The Mexican tycoon spoke to journalists in Mexico City for the first time in five years. The billionaire fought back against the accusations made by Oxfam.
LETTER FROM MEXICO CITY
With his neatly trimmed beard, dressed in a dark gray suit and blue polka-dot tie, Carlos Slim, 84, placed a few notes in front of him and sat down for a four-hour press conference on Monday, February 12. When Latin America’s richest man speaks, in his home country of Mexico, he takes his time. “Carlos Slim usually gives a conference every 12 to 18 months, and has been doing so for over 20 years,” explained Renato Flores, his communications manager. In the 2000s, when he was the richest man in the world according to Forbes magazine, he began to give his opinion on the country’s affairs and, it was said, to whisper in the ear of presidents.
“But this conference had not taken place for five years,” added his spokesman. The billionaire gave no explanation for these years of silence, nor for the reason for this long conversation in February. But, as he spoke, it became clear that Slim wanted to respond to the Oxfam charity group’s report entitled “The monopoly of inequality,” which was published by several Mexican media outlets on January 23.
In the report, the organization stated that “extreme wealth inequality in Mexico continues to grow. The total wealth of Mexico’s 14 ultra-rich individuals has almost doubled since the start of the [Covid-19] pandemic. In particular, that of Carlos Slim, the richest man on the continent, who has almost as much wealth as around 63.8 million Mexicans.”

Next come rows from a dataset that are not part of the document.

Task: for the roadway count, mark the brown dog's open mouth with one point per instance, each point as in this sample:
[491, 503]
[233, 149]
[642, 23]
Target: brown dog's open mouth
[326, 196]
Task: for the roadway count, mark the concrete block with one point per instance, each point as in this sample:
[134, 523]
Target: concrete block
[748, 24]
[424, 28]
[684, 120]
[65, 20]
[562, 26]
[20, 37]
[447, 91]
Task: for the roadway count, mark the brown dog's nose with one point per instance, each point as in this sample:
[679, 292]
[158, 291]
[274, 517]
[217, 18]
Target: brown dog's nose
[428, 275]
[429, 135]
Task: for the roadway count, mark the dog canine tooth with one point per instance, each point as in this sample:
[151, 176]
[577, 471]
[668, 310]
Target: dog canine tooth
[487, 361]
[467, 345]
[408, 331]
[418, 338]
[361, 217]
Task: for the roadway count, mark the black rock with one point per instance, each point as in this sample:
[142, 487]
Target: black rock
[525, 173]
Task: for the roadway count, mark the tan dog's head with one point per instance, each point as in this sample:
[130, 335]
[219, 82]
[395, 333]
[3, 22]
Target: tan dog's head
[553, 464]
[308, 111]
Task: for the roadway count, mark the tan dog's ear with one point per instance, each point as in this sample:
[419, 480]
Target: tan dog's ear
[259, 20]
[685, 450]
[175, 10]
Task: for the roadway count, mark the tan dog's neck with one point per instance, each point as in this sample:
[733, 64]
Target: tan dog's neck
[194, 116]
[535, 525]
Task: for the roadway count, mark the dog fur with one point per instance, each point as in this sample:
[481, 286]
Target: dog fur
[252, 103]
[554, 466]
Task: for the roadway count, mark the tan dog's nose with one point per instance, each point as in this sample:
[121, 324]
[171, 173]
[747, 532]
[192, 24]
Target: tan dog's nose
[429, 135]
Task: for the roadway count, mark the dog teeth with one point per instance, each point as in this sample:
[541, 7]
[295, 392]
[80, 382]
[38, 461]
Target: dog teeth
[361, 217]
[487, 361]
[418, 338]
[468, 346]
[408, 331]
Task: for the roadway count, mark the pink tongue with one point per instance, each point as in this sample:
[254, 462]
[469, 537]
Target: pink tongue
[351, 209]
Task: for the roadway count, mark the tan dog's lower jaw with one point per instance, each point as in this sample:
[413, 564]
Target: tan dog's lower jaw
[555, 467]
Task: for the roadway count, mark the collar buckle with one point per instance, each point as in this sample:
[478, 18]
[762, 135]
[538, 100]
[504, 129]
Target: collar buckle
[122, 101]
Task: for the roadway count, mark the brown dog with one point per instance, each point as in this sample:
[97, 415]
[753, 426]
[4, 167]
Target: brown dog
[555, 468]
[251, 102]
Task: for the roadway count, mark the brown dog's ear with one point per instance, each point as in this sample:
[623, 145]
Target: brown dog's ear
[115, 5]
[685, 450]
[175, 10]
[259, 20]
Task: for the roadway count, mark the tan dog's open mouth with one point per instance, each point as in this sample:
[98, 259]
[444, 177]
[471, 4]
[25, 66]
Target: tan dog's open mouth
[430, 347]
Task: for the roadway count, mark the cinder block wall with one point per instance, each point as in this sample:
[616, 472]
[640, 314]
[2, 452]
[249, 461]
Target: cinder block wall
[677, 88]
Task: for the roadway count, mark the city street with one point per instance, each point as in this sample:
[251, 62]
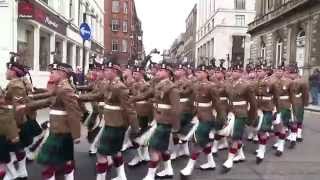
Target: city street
[300, 163]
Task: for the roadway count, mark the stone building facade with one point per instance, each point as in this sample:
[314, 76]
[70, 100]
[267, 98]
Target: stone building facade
[287, 30]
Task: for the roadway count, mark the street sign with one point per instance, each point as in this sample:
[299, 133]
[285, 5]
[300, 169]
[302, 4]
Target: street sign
[85, 31]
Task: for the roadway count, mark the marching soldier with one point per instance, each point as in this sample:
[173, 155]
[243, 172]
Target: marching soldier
[184, 85]
[283, 116]
[206, 101]
[118, 115]
[144, 111]
[65, 116]
[9, 136]
[220, 140]
[166, 113]
[242, 108]
[15, 95]
[300, 99]
[266, 94]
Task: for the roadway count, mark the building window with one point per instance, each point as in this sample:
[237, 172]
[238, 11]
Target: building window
[240, 4]
[125, 26]
[240, 20]
[125, 7]
[45, 1]
[115, 6]
[263, 52]
[115, 46]
[115, 25]
[279, 53]
[270, 4]
[124, 45]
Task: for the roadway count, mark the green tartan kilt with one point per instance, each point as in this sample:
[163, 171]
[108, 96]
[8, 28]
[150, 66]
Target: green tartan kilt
[4, 150]
[201, 136]
[185, 123]
[29, 130]
[111, 140]
[299, 114]
[144, 123]
[160, 138]
[57, 150]
[285, 115]
[239, 127]
[266, 122]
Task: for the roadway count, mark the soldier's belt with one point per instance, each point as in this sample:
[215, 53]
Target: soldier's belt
[57, 112]
[223, 98]
[197, 104]
[239, 103]
[284, 97]
[6, 107]
[141, 102]
[101, 103]
[163, 106]
[267, 98]
[110, 107]
[184, 99]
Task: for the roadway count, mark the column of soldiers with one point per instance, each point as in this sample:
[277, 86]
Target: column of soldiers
[176, 111]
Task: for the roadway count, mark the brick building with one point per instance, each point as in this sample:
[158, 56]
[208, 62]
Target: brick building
[123, 32]
[287, 30]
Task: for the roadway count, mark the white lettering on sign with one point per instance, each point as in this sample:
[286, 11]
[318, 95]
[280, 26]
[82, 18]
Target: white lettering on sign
[50, 22]
[84, 31]
[25, 16]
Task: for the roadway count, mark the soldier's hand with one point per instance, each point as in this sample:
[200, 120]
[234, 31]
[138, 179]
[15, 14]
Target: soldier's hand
[76, 141]
[15, 140]
[20, 108]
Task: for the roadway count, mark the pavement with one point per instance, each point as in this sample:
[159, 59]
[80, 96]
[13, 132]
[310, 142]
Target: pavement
[303, 162]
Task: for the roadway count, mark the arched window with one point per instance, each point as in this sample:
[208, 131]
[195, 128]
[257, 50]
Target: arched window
[279, 51]
[263, 51]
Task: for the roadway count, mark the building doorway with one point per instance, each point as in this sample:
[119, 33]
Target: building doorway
[300, 51]
[238, 43]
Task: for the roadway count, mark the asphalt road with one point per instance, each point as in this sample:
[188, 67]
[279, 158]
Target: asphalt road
[303, 162]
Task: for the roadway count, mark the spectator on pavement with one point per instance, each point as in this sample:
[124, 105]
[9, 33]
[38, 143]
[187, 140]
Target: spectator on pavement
[314, 81]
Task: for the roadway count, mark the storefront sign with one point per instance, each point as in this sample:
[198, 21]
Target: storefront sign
[32, 10]
[96, 47]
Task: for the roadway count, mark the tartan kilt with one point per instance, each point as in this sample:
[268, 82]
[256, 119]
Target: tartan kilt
[57, 150]
[299, 114]
[111, 140]
[285, 115]
[4, 150]
[144, 123]
[161, 138]
[266, 123]
[201, 136]
[239, 127]
[29, 130]
[185, 123]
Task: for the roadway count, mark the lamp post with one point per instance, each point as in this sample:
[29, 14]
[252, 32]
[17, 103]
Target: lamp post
[84, 41]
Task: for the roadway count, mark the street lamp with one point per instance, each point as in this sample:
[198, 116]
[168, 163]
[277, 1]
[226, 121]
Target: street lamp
[84, 41]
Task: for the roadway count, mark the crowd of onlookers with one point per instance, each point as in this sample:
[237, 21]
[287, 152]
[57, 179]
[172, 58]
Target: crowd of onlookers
[314, 81]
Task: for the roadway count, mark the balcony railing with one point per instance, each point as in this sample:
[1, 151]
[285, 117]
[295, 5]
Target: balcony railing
[283, 9]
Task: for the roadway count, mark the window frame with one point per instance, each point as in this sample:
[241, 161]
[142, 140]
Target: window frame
[115, 43]
[242, 20]
[115, 27]
[113, 7]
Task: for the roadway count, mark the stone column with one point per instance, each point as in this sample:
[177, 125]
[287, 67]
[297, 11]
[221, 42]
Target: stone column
[64, 50]
[74, 55]
[52, 46]
[36, 47]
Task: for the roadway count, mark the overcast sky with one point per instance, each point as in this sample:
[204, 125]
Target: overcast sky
[162, 21]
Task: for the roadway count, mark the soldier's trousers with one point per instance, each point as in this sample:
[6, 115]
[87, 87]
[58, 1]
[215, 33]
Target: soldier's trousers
[265, 122]
[239, 127]
[299, 114]
[285, 115]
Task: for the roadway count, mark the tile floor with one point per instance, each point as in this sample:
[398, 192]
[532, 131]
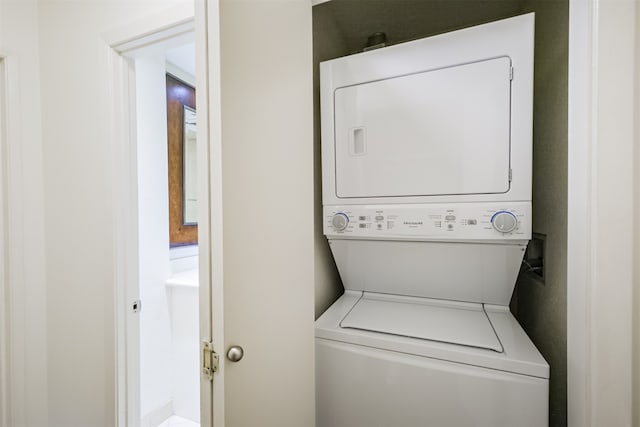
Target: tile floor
[176, 421]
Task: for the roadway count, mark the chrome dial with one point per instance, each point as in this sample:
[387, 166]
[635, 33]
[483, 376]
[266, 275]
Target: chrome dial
[340, 221]
[504, 222]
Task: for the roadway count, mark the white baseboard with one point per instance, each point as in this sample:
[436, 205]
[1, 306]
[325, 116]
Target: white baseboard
[157, 416]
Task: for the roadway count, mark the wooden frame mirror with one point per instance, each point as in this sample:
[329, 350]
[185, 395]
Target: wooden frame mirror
[181, 140]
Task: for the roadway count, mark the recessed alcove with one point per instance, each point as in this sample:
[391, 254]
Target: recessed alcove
[342, 27]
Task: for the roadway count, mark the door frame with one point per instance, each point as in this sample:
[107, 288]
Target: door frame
[120, 44]
[5, 306]
[601, 166]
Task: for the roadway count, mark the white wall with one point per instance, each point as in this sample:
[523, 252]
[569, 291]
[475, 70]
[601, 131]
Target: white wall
[78, 211]
[23, 248]
[153, 234]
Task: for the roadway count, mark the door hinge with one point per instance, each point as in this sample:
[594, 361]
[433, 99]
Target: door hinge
[210, 360]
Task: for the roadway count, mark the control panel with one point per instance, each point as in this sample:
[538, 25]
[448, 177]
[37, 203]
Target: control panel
[460, 221]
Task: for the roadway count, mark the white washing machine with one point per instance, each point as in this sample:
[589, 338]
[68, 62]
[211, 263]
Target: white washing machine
[427, 152]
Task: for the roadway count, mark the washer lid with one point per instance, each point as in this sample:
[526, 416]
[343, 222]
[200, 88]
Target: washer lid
[437, 320]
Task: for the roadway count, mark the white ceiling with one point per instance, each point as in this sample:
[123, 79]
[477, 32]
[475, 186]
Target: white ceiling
[183, 57]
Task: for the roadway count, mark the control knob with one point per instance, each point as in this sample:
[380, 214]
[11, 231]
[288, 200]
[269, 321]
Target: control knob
[340, 221]
[504, 222]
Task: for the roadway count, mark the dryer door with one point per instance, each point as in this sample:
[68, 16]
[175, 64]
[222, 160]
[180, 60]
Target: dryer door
[437, 132]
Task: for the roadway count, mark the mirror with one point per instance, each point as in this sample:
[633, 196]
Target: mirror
[182, 163]
[189, 179]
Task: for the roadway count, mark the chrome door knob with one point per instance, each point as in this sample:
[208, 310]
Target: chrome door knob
[235, 353]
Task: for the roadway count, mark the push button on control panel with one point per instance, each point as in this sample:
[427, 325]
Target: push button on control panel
[504, 222]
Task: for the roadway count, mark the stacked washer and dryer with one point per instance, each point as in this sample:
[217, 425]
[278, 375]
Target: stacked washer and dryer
[427, 158]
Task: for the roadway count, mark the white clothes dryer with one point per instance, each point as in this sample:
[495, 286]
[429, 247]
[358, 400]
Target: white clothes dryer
[426, 152]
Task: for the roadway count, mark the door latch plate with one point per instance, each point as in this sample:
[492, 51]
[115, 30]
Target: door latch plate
[210, 360]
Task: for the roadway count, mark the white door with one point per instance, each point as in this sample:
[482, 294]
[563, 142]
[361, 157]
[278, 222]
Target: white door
[436, 132]
[261, 163]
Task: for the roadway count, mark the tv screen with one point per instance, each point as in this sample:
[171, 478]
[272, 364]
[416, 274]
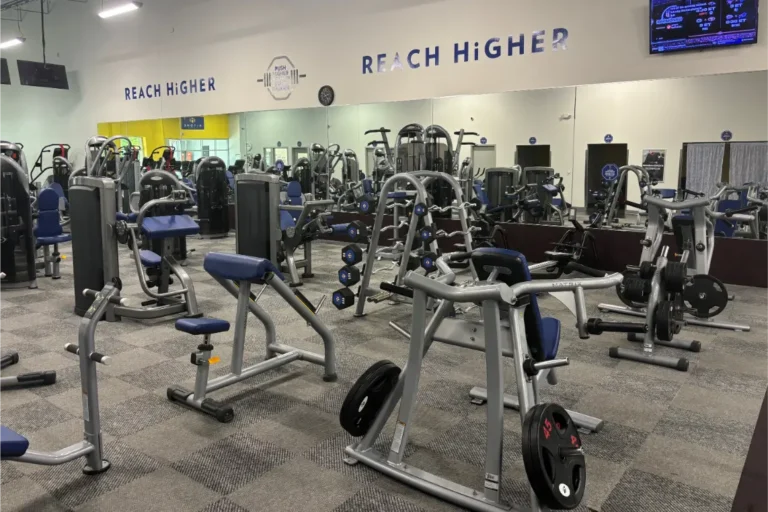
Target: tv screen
[5, 75]
[37, 74]
[679, 25]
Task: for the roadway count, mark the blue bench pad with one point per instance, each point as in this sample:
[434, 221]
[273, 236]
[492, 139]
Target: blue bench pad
[11, 443]
[52, 240]
[202, 325]
[150, 258]
[169, 226]
[239, 267]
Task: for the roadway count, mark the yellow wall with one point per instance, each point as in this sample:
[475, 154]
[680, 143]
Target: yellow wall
[156, 132]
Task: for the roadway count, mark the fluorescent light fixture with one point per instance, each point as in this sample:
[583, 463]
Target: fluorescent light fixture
[16, 41]
[121, 9]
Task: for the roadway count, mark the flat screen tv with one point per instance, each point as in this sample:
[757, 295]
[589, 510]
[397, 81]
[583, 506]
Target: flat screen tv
[680, 25]
[5, 75]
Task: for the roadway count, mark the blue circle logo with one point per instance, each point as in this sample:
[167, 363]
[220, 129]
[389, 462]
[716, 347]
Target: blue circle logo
[610, 172]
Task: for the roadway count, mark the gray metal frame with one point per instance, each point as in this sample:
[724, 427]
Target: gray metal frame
[698, 260]
[423, 333]
[91, 447]
[419, 181]
[277, 354]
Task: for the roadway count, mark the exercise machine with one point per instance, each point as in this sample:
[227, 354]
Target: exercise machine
[15, 447]
[212, 187]
[704, 296]
[265, 228]
[236, 273]
[97, 228]
[551, 443]
[17, 242]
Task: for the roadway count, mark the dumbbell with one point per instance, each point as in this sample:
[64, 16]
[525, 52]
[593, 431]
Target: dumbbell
[429, 262]
[352, 254]
[358, 232]
[343, 298]
[349, 276]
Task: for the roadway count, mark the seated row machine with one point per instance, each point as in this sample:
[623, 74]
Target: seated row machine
[236, 273]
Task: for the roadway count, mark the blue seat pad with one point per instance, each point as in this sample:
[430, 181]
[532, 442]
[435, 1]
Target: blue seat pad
[239, 267]
[150, 258]
[130, 217]
[169, 226]
[11, 443]
[202, 325]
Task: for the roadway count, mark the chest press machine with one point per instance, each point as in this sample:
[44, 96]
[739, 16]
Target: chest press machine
[97, 228]
[265, 228]
[553, 458]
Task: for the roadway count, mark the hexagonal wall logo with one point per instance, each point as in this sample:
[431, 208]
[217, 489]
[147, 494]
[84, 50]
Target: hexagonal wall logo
[281, 78]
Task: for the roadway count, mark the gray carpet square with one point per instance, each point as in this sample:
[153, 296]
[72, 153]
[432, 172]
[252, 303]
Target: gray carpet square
[72, 488]
[642, 491]
[233, 462]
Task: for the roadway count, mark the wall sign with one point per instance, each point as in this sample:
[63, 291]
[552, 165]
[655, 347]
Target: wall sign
[193, 123]
[170, 89]
[654, 161]
[281, 78]
[466, 51]
[610, 172]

According to Oxfam, the wealth of the 14 Mexican billionaires profiled in the dossier stems from the privatizations of the 1990s, when the country sold off its state-owned companies: telecoms (Telmex) to Carlos Slim, trains (Ferromex) to German Larrea and television (TV Azteca) to Ricardo Salinas.
‘Nonsense!’
What did Slim have to say about the Oxfam report at the press conference? “Studies on the concentration of wealth are nonsense! It’s meaningless to calculate wealth, you have to base it on income,” asserted the man who is currently 14th in Bloomberg’s global billionaires index. A skillful way of evading the issue without addressing the substance – the staggering concentration of wealth in the hands of a few.
Slim was also keen to “set the record straight on another piece of nonsense in this report. Telmex hasn’t been profitable for a decade, but I don’t want to sell [the company], I’ve told my children, I want it to stay Mexican.” Slim’s communications group, America Movil, of which Telmex is a part, is still the flagship of his conglomerate, ahead of building and public works, energy and finance.